Cyclobutane is a larger ring, but still has bent bonds. In this molecule, the carbon bond angles are 90° for the planar conformation and 88° for the puckered one. Unlike in cyclopropane, the C–C bond lengths actually increase rather than decrease; this is mainly due to 1,3-nonbonded steric repulsion. In terms of reactivity, cyclobutane is relatively inert and behaves like ordinary alkanes.

===Walsh orbital model===
An alternative model utilizes semi-localized Walsh orbitals in which cyclopropane is described as a carbon sp^{2} sigma bonding and in-plane pi bonding system. Critics of the Walsh orbital theory argue that this model does not represent the ground state of cyclopropane as it cannot be transformed into the localized or fully delocalized descriptions via a unitary transformation.

==Double and triple bonds==

Two different explanations for the nature of double and triple covalent bonds in organic molecules were proposed in the 1930s. Linus Pauling proposed that the double bond results from two equivalent tetrahedral orbitals from each atom, which later came to be called banana bonds or tau bonds. Erich Hückel proposed a representation of the double bond as a combination of a sigma bond plus a pi bond. The Hückel representation is the better-known one, and it is the one found in most textbooks since the late-20th century.

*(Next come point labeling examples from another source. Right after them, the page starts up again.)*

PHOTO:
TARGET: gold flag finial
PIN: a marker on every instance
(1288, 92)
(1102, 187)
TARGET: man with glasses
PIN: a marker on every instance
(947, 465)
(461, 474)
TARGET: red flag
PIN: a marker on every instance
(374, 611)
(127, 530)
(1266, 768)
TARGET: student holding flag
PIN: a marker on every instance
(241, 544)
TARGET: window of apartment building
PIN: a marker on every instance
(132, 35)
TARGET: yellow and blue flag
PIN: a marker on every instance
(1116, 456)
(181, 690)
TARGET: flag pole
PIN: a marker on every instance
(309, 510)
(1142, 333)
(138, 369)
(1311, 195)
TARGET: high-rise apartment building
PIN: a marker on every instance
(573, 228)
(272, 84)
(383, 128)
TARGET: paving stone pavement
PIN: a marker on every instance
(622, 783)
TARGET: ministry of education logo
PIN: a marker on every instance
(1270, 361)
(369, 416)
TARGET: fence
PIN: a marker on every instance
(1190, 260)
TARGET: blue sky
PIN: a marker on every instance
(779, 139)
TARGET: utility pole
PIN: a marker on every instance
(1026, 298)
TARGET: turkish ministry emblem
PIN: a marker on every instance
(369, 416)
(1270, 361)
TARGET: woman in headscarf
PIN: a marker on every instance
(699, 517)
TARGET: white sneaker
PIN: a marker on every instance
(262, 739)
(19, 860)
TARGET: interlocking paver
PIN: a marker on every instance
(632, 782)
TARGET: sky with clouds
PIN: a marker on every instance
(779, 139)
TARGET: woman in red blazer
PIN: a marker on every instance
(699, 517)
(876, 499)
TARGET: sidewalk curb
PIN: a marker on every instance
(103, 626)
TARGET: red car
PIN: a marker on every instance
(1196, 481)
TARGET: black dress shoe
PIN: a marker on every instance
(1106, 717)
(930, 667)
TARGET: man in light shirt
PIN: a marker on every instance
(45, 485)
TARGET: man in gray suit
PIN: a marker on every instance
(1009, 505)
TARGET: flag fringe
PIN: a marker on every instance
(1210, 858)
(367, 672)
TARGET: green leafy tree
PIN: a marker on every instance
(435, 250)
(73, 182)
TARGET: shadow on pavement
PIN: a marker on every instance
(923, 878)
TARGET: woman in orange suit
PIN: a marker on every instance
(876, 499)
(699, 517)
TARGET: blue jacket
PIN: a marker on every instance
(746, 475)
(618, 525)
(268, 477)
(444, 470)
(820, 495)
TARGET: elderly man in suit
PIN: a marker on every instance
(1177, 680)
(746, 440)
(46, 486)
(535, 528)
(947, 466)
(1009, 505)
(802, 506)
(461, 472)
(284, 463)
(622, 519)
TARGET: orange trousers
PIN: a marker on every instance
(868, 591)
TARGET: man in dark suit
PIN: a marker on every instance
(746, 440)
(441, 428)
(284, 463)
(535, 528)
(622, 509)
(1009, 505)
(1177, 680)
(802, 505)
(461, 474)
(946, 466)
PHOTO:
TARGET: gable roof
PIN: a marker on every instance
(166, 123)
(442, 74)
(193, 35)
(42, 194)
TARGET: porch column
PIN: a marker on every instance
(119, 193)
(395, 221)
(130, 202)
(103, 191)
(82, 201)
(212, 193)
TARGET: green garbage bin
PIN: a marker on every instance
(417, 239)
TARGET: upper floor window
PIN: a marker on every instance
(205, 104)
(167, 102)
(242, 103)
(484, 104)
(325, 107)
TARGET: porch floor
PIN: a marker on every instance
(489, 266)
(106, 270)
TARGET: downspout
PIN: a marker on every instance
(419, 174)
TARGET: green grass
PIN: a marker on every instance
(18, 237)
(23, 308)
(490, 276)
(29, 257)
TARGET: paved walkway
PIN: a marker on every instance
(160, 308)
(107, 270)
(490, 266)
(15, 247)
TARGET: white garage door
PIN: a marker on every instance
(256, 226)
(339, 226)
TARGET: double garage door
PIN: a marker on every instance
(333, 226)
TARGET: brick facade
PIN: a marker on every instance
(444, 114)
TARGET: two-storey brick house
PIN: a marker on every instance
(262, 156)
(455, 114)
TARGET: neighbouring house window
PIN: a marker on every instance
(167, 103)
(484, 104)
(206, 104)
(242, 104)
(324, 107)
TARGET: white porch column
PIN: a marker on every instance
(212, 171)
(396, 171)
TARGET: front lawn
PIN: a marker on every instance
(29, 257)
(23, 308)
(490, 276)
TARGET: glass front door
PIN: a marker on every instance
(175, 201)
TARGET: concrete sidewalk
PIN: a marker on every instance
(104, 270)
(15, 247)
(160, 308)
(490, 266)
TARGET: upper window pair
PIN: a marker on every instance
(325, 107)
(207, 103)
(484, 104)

Both models represent the same total electron density, with the orbitals related by a unitary transformation. We can construct the two equivalent bent bond orbitals h and h' by taking linear combinations h = c_{1}σ + c_{2}π and h' = c_{1}σ – c_{2}π for an appropriate choice of coefficients c_{1} and c_{2}. In a 1996 review, Kenneth B. Wiberg concluded that "although a conclusive statement cannot be made on the basis of the currently available information, it seems likely that we can continue to consider the σ/π and bent-bond descriptions of ethylene to be equivalent." Ian Fleming goes further in a 2010 textbook, noting that "the overall distribution of electrons [...] is exactly the same" in the two models.

==Other applications==

The bent bond theory can also explain other phenomena in organic molecules. For instance, in fluoromethane (CH_{3}F), Bent's rule states that there should be more p-orbital character in the C–F bond and more s-orbital character in the C–H bonds, compared to the equal distribution in an ideal sp^{3} hybridization. This should result in H–C–H bond angles approaching those of sp^{2} orbitals – i.e. 120° – and smaller F–C–H bond angles. However, the experimental F–C–H bond angle is 109°, which is greater than the calculated value. The difference is explained in terms of bent C–H bonds.

Bent bonds also come into play in the gauche effect, explaining the preference for gauche conformations in certain substituted alkanes and the alkene cis effect associated with some unusually stable alkene cis isomers.